I read my brother’s copy of Johnny Tremain when I was between eight and nine years old. As I did with so many of his books, I enraged him by drawing colorful portraits of the characters on his property’s half-blank pages. I didn’t attempt to tell the story in pictures. I just drew Johnny and Cilla and Isannah Lapham and the rest standing in lines. Perhaps the idea of historical dress exhibited in these crayon sketches is a tribute to the powerful historical imagination of the author, though my brother would not concur in this assessment.
Published in 1943, Johnny Tremain is the best-loved historical novel from the pen of Esther Forbes. Forbes’s novels all take place in colonial times. The author also wrote a Pulitzer Prize-winning biography of Paul Revere, who is featured as both silversmith and patriot in Johnny Tremain. In the novel, Johnny is a fourteen-year-old apprentice silversmith. He lives with his master, the Bible-reading Ephraim Lapham, the much younger, red-armed Mrs. Lapham, her four daughters, and two other, less gifted apprentices, Dusty and Dove, whom he rules and mercilessly bosses. Johnny has been informally engaged to Cilla Lapham, who, along with her younger, beautiful sister Isannah, loves to tease the prickly boy.

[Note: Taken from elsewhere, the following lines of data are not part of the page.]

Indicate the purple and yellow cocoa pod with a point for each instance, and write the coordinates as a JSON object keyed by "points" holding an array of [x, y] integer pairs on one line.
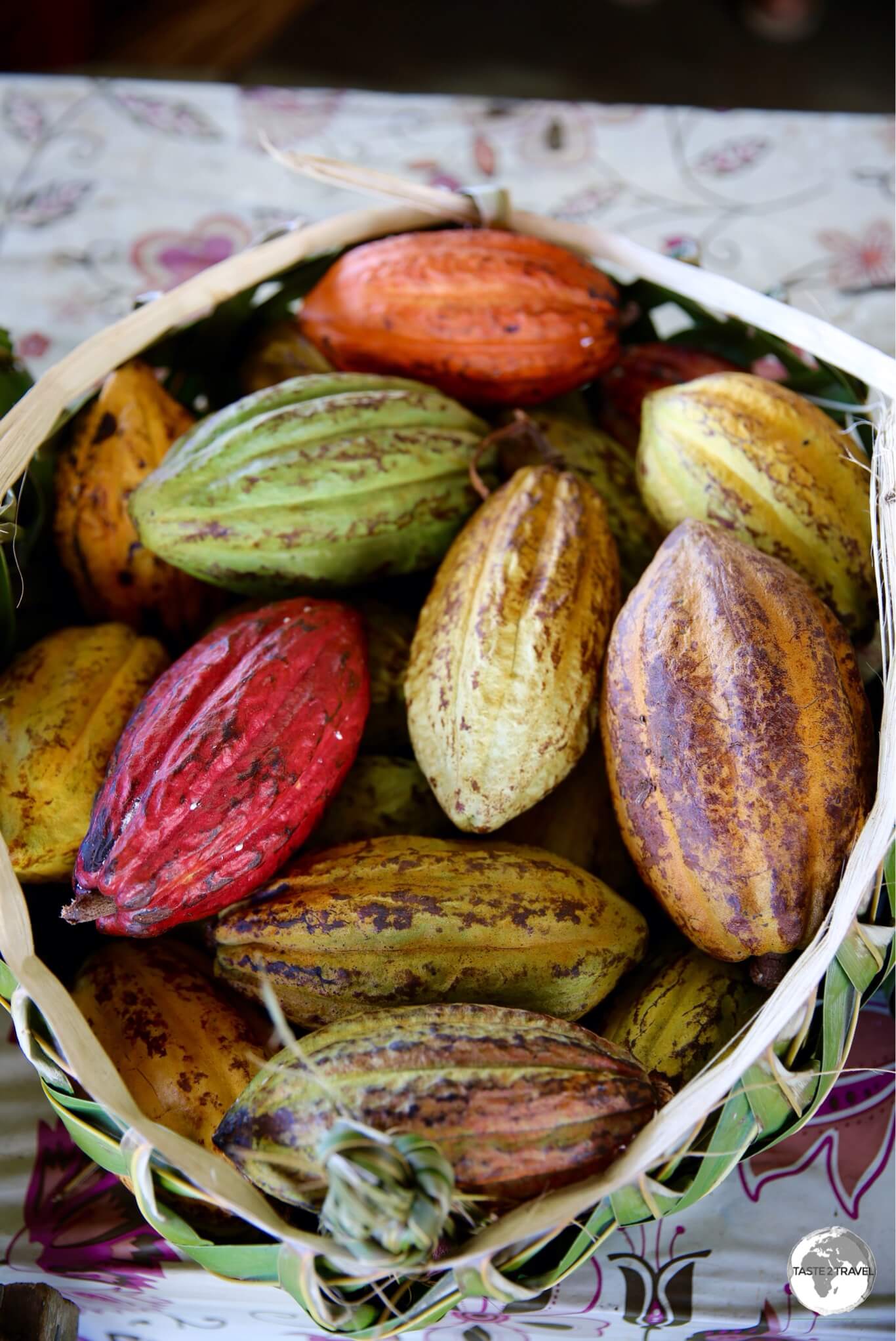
{"points": [[403, 920], [517, 1102], [738, 742]]}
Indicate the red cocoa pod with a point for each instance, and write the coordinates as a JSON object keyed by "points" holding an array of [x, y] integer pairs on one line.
{"points": [[224, 769], [487, 316], [640, 371]]}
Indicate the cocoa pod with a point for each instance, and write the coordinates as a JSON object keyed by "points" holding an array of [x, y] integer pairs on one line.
{"points": [[676, 1013], [224, 769], [182, 1046], [517, 1102], [738, 742], [770, 467], [404, 920], [608, 467], [641, 369], [487, 316], [577, 821], [321, 482], [278, 353], [390, 636], [114, 444], [381, 794], [506, 659], [64, 705]]}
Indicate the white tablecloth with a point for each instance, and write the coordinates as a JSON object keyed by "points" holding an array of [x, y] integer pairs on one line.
{"points": [[120, 187]]}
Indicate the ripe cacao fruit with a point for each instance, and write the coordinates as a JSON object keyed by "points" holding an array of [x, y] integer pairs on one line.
{"points": [[738, 742], [608, 467], [182, 1046], [487, 316], [577, 821], [115, 442], [390, 636], [506, 659], [224, 769], [381, 794], [770, 467], [278, 353], [676, 1013], [64, 705], [403, 920], [641, 369], [325, 480], [518, 1103]]}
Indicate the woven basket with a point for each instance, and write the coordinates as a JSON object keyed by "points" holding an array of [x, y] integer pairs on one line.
{"points": [[743, 1102]]}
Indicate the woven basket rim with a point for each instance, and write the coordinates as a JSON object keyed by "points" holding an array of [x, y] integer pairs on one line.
{"points": [[34, 420]]}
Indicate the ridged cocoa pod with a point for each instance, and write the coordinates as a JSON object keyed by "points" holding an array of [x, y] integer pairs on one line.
{"points": [[390, 637], [678, 1012], [506, 659], [381, 794], [770, 467], [738, 741], [487, 316], [519, 1103], [641, 369], [115, 443], [182, 1046], [577, 821], [607, 466], [224, 769], [323, 482], [278, 353], [64, 705], [408, 920]]}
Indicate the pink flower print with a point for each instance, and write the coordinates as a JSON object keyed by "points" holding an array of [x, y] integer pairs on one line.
{"points": [[859, 264], [34, 345], [82, 1222], [168, 258]]}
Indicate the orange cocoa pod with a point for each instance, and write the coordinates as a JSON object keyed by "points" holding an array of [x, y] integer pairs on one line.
{"points": [[486, 316]]}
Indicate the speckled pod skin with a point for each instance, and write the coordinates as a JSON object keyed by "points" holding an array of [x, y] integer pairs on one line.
{"points": [[774, 470], [64, 705], [224, 769], [489, 316], [611, 470], [115, 443], [321, 482], [641, 369], [519, 1103], [738, 741], [678, 1012], [403, 920], [182, 1046], [506, 659]]}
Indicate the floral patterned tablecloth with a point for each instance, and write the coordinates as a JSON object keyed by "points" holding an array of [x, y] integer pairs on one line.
{"points": [[113, 188]]}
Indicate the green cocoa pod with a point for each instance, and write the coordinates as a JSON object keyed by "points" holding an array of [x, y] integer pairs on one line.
{"points": [[319, 482], [381, 796], [605, 464], [679, 1010]]}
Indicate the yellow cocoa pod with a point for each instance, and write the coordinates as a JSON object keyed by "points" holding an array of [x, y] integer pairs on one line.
{"points": [[381, 796], [182, 1046], [64, 705], [278, 353], [506, 659], [403, 920], [770, 467], [577, 821], [115, 443], [678, 1012], [738, 742]]}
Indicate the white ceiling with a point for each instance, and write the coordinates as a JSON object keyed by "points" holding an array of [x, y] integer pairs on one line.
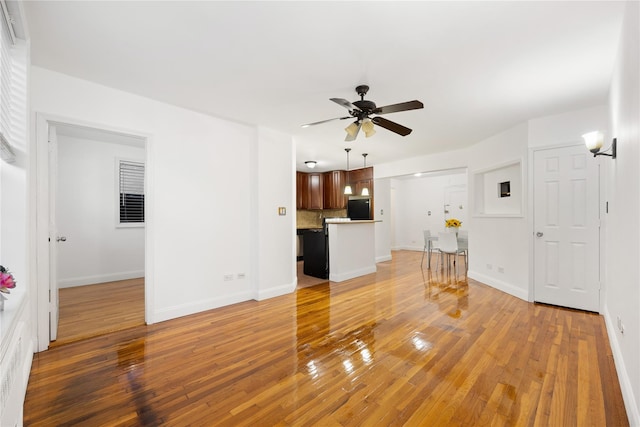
{"points": [[478, 67]]}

One night, Johnny discloses to Cilla that his mother told him on her deathbed that he belongs to the British Lyte family: she bequeathed him a cup that proves his genealogy. As dawn breaks, Johnny shows Cilla the cup to prove that he is not telling her tall tales. The wealthy Boston merchant John Hancock pulls up in his coach and horses to order a silver dish. Over the head of his doddering master, who made the original, Johnny promises to complete the difficult commission on time. Lapham’s decision to start the Sabbath rest on Saturday night forces Johnny to finish his work on Sunday. Handed a leaking crucible by Dove, Johnny burns his precious silversmith’s right hand.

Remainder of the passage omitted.